Japan’s current account surplus shrank nearly a fifth to a record low $22 billion in 2014, the fourth straight annual fall, as its trade deficit swelled amid a weak yen, official data showed Monday.
The surplus on its current account fell from 3.23 trillion yen in 2013 to 2.63 trillion yen last year, the smallest since 1985, when comparable data became available, according to the finance ministry.
The current account is the broadest measure of the country’s trade with the rest of the world, including not only trade in goods but also services, tourism and returns on the country’s foreign investment.
Japan’s trade deficit last year grew by 18.1 percent to 1.04 trillion yen from the previous year, as the cost of imports of oil and gas — which is priced in dollars — overwhelmed export growth.
Japan has been saddled with a trade imbalance stoked by its heavy dependence on importing fossil fuels to generate electricity, with nuclear reactors shut down in response to the 2011 tsunami-sparked atomic disaster.
But overall income is improving with higher gains from equity and other direct investment, as well as from investment in financial items.
The rise has been inflated by a weaker yen, the consequence of Prime Minister Shinzo Abe’s pro-spending policy and the Bank of Japan’s massive monetary easing.
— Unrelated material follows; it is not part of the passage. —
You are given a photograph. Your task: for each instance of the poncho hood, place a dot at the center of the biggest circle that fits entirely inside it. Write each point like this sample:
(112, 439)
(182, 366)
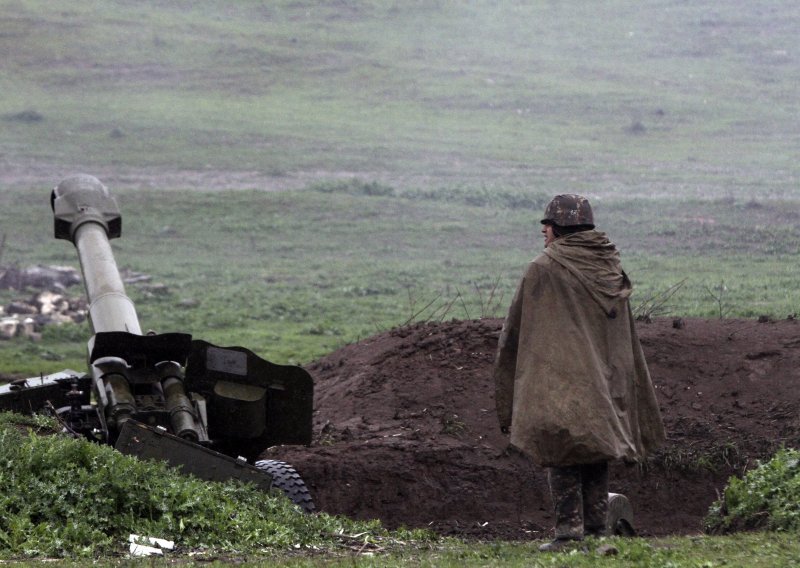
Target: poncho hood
(594, 260)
In December alone Japan posted a current account surplus of 187.2 billion yen, the sixth straight monthly surplus, reversing a deficit of 679.9 billion yen a year earlier.
Capital Economics said Japan’s current account surplus should continue to improve in coming months as the trade balance may return to surplus as the oil price falls.
“Looking ahead, we expect the yen to weaken towards 140 against the dollar by the end of the year, which should provide an additional boost to the income balance,” it said.
“What’s more, the plunge in the price of crude oil since last summer has yet to feed through to import prices in full,” it added. “Once this happens, the trade balance may briefly return to surplus.”